Crystal: Randomize hashes of strings (DoS vulnerability)

Created on 12 Jun 2016 · 5Comments · Source: crystal-lang/crystal

Explanation, taken from Python

By default, the __hash__() values of str, bytes and datetime objects are “salted” with an unpredictable random value. Although they remain constant within an individual Python process, they are not predictable between repeated invocations of Python.

This is intended to provide protection against a denial-of-service caused by carefully-chosen inputs that exploit the worst case performance of a dict insertion, O(n^2) complexity. See http://www.ocert.org/advisories/ocert-2011-003.html for details.

See also PYTHONHASHSEED.

In the linked document, it can be seen that Ruby and many other programming languages had this vulnerability fixed.

$ echo '2.times { p "a".hash }' | ruby
2546372741366295617
2546372741366295617
$ echo '2.times { p "a".hash }' | ruby
-3656422326255655719
-3656422326255655719
$ echo '2.times { p "a".hash }' | crystal eval
97
97
$ echo '2.times { p "a".hash }' | crystal eval
97
97

A similar change should probably be introduced to Crystal.

feature stdlib topiccrypto

Source

oprypin

👍9

Most helpful comment

Granted.

ysbaddaden on 27 Mar 2017

👍2

All 5 comments

An alternative is to use djb's crit-bit trees https://cr.yp.to/critbit.html

From the "Putting crit-bit trees to work" section:

A hash table supports insertion, deletion, and exact searches.

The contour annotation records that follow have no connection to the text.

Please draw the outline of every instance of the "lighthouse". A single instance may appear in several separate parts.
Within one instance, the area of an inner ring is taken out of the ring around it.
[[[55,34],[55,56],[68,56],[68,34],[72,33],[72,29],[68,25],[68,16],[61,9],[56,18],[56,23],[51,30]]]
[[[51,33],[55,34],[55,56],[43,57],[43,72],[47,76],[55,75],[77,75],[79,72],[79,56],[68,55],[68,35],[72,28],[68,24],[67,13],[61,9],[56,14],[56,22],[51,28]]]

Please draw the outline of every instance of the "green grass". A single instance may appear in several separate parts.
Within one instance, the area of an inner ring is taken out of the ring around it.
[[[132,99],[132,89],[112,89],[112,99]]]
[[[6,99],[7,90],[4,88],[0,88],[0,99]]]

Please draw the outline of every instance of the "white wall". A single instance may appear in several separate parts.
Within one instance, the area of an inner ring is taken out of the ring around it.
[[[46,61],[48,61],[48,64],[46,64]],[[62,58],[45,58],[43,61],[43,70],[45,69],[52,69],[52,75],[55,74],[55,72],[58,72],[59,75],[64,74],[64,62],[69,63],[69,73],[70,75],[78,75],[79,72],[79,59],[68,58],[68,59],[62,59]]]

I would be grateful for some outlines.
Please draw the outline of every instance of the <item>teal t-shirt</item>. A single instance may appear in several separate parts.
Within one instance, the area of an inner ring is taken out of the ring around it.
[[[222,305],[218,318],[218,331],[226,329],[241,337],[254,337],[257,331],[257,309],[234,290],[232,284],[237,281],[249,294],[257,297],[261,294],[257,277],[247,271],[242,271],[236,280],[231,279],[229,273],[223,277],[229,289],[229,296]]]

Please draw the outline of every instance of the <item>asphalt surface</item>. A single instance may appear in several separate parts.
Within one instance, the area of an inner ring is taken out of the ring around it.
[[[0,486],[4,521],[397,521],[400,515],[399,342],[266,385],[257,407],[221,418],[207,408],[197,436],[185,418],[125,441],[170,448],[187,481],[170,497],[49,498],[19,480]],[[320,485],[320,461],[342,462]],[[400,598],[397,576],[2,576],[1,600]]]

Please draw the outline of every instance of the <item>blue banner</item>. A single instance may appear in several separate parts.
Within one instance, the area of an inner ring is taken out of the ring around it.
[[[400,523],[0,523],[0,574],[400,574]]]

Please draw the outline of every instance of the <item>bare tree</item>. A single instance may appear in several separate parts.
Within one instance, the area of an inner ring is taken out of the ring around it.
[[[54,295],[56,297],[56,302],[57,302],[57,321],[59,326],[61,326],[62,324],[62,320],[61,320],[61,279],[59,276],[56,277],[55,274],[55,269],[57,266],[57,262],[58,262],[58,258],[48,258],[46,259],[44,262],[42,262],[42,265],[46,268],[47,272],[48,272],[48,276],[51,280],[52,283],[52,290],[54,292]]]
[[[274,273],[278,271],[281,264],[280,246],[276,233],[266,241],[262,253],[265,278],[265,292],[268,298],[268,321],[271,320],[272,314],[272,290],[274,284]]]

A crit-bit tree supports insertion, deletion, exact searches, and ordered operations such as finding the minimum. Another advantage is that a crit-bit tree guarantees good performance: it doesn't have any tricky slowdowns for unusual (or malicious) data.

will on 17 Jun 2016

@spalladino This issue Ain't better in topic:security since could be a vulnerability

faustinoaq on 26 Mar 2017

Granted.

ysbaddaden on 27 Mar 2017

👍2

Crystal String.hash uses algorithm that vulnerable to hashDoS.

Ruby and Rust uses Siphash.

Perl 5.26 just released with good improvement:

We have switched to a hybrid hash function to better balance performance for short and long keys.

For short keys, 16 bytes and under, we use an optimised variant of One At A Time Hard, and for longer keys we use Siphash 1-3. For very long keys this is a big improvement in performance. For shorter keys there is a modest improvement.